I have two dataframes.
Dataframe allocatedTimes
collects the allocated time (for a given activity) for a person identified by an ID.
ID: id of the person
startTime: allocated slot start datetime
endTime: allocated slot end datetime
weekday: calculated corresponding weekday
Dataframe events
collects the events associated to each person/ID.
ID: id of the person
eventStartTime: event start datetime
eventEndTime: event end datetime
weekday: calculated corresponding weekday
What I want: for each ID, count the number of events between the allocated time slots.
The problem: each allocated time slot is recurring, i.e. each person sets a few hours a day for each day of the week, so the allocatedTimes
dataframe collects all of those dates. Let's say PersonA has allocated five hours each Monday from 8am to 1pm, and set it as recurrent for a year. In the allocatedTimes
dataframe we'd have all Monday Datetimes from now oct/2022 to oct/2023 as such:
ID startTime endTime weekday
personA 2022-10-24 08:00:00 2022-10-24 13:00:00 Monday
personA 2022-10-31 08:00:00 2022-10-31 13:00:00 Monday
personA 2022-11-07 08:00:00 2022-11-07 13:00:00 Monday
personA ... ... ...
and in the events
dataframe, we can find some events like:
ID eventStartTime eventEndTime weekday
personA 2022-10-24 08:15:00 2022-10-24 08:30:00 Monday
personA 2022-10-24 09:40:00 2022-10-24 10:30:00 Monday
personA 2022-10-31 09:15:00 2022-10-31 09:30:00 Monday
personA 2022-10-31 10:15:00 2022-10-31 10:30:00 Monday
personA 2022-10-31 11:15:00 2022-10-31 11:30:00 Monday
personA 2022-11-07 11:00:00 2022-11-07 12:00:00 Monday
personA 2022-11-07 12:15:00 2022-11-07 12:40:00 Monday
personA ... ... ...
The result I want is something like this:
ID startTime endTime weekday nrEvents
personA 2022-10-24 08:00:00 2022-10-24 13:00:00 Monday 2
personA 2022-10-31 08:00:00 2022-10-31 13:00:00 Monday 3
personA 2022-11-07 08:00:00 2022-11-07 13:00:00 Monday 2
personB ... ... ... ...
My very straightforward attempt:
df = []
for id in list(allocatedTimes.ID):
res = allocatedTimes[allocatedTimes.ID == id]
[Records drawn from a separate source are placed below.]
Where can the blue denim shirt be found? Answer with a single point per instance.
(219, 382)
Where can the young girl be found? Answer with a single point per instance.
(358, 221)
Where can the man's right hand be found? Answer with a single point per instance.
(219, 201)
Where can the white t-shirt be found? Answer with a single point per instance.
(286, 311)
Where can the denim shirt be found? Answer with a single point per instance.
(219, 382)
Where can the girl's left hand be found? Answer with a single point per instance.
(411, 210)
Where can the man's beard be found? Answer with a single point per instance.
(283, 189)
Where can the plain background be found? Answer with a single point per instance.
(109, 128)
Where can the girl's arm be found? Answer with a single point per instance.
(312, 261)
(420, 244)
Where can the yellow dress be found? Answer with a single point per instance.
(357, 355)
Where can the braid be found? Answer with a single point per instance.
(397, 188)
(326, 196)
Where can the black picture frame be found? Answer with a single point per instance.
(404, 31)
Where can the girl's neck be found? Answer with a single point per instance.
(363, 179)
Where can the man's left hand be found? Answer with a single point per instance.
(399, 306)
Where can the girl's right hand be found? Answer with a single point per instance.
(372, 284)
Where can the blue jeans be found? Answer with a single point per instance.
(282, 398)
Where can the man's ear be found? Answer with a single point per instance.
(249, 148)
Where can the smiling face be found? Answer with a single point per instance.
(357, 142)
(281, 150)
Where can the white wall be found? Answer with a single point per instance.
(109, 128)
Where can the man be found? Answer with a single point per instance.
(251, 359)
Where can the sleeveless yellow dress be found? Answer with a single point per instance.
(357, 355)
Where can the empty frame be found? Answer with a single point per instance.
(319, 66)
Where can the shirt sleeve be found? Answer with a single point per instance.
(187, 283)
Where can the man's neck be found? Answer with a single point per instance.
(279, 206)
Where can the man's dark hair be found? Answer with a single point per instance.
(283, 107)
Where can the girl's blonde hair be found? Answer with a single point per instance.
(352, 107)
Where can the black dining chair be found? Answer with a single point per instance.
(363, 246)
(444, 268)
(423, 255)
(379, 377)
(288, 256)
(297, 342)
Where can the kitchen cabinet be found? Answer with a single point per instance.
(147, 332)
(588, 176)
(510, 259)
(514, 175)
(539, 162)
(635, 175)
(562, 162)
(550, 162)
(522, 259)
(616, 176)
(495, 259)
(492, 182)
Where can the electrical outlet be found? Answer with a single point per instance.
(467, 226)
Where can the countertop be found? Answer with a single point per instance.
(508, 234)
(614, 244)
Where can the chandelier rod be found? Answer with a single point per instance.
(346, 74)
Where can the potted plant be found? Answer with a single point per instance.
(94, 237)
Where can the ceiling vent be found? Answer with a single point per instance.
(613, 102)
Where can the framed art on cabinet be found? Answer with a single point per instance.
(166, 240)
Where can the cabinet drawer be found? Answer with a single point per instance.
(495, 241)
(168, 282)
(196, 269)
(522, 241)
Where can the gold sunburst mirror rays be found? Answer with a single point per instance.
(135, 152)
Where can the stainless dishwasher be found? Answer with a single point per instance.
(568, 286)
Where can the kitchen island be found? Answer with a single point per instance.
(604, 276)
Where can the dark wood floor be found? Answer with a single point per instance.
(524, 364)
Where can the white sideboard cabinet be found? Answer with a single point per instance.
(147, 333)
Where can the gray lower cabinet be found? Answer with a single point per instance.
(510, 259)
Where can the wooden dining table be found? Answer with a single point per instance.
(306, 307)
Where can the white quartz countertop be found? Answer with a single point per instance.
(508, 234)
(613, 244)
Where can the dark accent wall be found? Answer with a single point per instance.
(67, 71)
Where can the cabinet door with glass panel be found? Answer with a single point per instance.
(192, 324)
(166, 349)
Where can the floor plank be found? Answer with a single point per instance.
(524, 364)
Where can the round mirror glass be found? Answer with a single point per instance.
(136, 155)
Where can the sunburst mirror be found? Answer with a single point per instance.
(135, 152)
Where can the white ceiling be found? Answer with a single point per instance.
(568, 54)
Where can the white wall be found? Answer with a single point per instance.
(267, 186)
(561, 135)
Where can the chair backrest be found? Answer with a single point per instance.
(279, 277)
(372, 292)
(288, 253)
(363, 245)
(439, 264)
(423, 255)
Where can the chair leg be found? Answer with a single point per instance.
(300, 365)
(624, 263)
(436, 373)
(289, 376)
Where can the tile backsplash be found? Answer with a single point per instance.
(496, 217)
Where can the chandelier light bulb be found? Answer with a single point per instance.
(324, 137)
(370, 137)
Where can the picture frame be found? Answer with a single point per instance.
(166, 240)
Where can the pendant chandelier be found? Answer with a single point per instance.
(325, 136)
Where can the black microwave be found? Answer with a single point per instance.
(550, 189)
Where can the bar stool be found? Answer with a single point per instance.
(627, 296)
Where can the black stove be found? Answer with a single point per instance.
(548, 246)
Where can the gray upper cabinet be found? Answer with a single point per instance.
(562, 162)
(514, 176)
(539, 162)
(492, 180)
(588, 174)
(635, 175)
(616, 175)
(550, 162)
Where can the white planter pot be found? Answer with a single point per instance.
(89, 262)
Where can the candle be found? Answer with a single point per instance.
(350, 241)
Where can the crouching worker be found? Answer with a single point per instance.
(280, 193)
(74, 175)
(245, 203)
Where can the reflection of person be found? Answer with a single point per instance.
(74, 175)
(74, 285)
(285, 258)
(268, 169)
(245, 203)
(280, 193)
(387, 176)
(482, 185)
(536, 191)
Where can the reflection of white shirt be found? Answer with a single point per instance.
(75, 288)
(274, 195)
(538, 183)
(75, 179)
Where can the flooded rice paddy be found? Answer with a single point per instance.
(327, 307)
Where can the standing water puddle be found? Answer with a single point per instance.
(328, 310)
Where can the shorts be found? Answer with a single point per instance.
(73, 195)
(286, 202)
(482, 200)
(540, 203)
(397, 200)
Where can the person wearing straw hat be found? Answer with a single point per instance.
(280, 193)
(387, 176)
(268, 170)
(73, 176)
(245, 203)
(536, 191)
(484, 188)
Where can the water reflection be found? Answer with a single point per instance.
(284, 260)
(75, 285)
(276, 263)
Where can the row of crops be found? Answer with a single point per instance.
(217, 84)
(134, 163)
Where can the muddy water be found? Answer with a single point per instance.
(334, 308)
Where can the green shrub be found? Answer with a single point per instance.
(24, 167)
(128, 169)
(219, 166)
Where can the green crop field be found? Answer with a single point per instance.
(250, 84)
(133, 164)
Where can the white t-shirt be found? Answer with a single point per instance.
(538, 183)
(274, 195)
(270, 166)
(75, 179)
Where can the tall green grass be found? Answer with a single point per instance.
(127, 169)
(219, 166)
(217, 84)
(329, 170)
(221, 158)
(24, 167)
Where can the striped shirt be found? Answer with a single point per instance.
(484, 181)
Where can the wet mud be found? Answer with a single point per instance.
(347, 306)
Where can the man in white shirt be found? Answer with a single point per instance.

for index, row in res.iterrows():
mask = (events.eventStartTime >= row.startTime) & (event.eventEndTime <= row.endTime)
data = {
'ID' : id,
'startTime' : row.startTime,
'endTime' : row.endTime,
'weekday' : row.weekday,
'nrEvents' : len(events.loc[mask])
}
df.append(data)
df = pd.DataFrame(df)
But this takes a lot of time to compute even on small subsets of those dataframes. So what I'm looking for is a more efficient way to reproduce this same result. Any help or suggestion is appreciated.